To start the process, a melting temperature (Tm), upwards of 90°C, is applied to the mixture for the strands of the DNA double helix to separate. The temperature is then lowered for the primers to anneal to the newly separated single strands of DNA; an excess of primers facilitates primer-DNA binding over DNA strands reannealing. Once the primers-DNA complexes have formed, the temperature is raised but kept below Tm for the elongation process. DNA polymerase starts to incorporate the free nucleotides into complimentary DNA strands, thereby doubling the quantity of the DNA of interest. This entire process is repeated in a cyclic fashion, doubling the amount of DNA each time.

Quantitative PCR (qPCR)

One key development in PCR technology has been the invention of real-time or quantitative PCR (qPCR). This method works by using fluorescence labelled probes and monitoring the fluorescence after each cycle to determine PCR rate in real time. The intensity of the signal corresponds to the amount of DNA amplification. Furthermore, the number of cycles at which the fluorescence is first detected, can be used to calculate the initial number of DNA molecules present in the sample. Quantitative PCR has been crucial in early diagnosis of life-threatening diseases as well as for the determination of microbial load in the prognosis of an active infection. Compact and fast cycling machines such as the PCRmax® Eco 48 can offer reliable results in less than 40 minutes.

RT-PCR

The qPCR process has also been adapted for the amplification of RNA. This is a crucial development for the detection of retroviruses such as HIV and the analysis of mRNA transcripts associated with many cancers. Reverse transcription polymerase chain reaction (RT-PCR) is a two-step process used to detect and quantify RNA molecules in a sample. The RNA is first converted to its corresponding complementary DNA (cDNA) by the enzyme reverse transcriptase and then amplified using standard PCR. Accurate RT-PCR is also a crucial step involved in vaccine research and development.

Digital PCR

Digital PCR offers an enhanced level of precision and is now making a comeback, mainly for specialist applications. It was invented in the early 1990’s but as qPCR took centre stage, digital PCR had to take a step back. The technique works by dividing the initial DNA sample into wells, with one or zero molecules in each. Following amplification, absolute quantification can be determined by a simple calculation of the positive and negative wells.
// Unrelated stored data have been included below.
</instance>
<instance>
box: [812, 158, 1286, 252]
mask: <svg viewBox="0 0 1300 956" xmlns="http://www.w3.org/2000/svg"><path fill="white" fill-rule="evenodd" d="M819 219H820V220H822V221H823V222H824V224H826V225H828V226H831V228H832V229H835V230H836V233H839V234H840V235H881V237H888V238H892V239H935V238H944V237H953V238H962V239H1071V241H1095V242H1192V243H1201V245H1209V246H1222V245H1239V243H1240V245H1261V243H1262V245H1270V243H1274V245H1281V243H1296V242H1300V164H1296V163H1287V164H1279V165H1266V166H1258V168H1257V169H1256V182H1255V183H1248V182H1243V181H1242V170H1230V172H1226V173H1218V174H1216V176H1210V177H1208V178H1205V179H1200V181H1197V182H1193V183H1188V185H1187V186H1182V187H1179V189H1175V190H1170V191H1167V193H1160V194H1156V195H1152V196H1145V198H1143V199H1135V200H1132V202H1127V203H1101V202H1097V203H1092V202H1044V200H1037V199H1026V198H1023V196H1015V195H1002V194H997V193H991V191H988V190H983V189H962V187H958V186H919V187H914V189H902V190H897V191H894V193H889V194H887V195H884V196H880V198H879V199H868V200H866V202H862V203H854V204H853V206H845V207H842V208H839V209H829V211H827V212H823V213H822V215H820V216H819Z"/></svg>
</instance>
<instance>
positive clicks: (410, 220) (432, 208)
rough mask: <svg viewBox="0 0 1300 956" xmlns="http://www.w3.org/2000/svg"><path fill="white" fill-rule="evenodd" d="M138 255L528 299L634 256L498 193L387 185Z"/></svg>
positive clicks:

The level of precision offered by digital PCR is not necessary for most clinical applications. It is, however, useful when we need to know exact quantification of a target; for example, determining the copy number of genes involved in cancers that are affected by the presence of multiple copies of the same allele. Knowing this copy number can change the treatment plan, personalising it for each patient.

Multiplex PCR

Multiplex PCR (mPCR) is often used in diagnostic laboratories to increase the diagnostic capacity of PCR. In mPCR, different pairs of primers are simultaneously used to amplify multiple regions of the same nucleic acid sample. The main advantage of this technique is that it makes it possible to diagnose several diseases with a single test; without the need for multiple separate reactions. The PCRmax® Eco 48 thermal cycler allows for simple multiplex analysis with up to four dyes at once.

Final thoughts

As they say the best ideas are often the simplest and PCR is a true testament to that. Leveraging the basic DNA replication mechanism, scientists have developed a process that is now routinely applied to achieve accurate disease diagnosis, personalised therapies and faster treatments. Additionally, PCR technology has also revolutionised forensics, quality control and scientific research. As this technology evolves further, it is likely to become more ingrained into our modern lives; offering solution to problems that we currently have no answers for.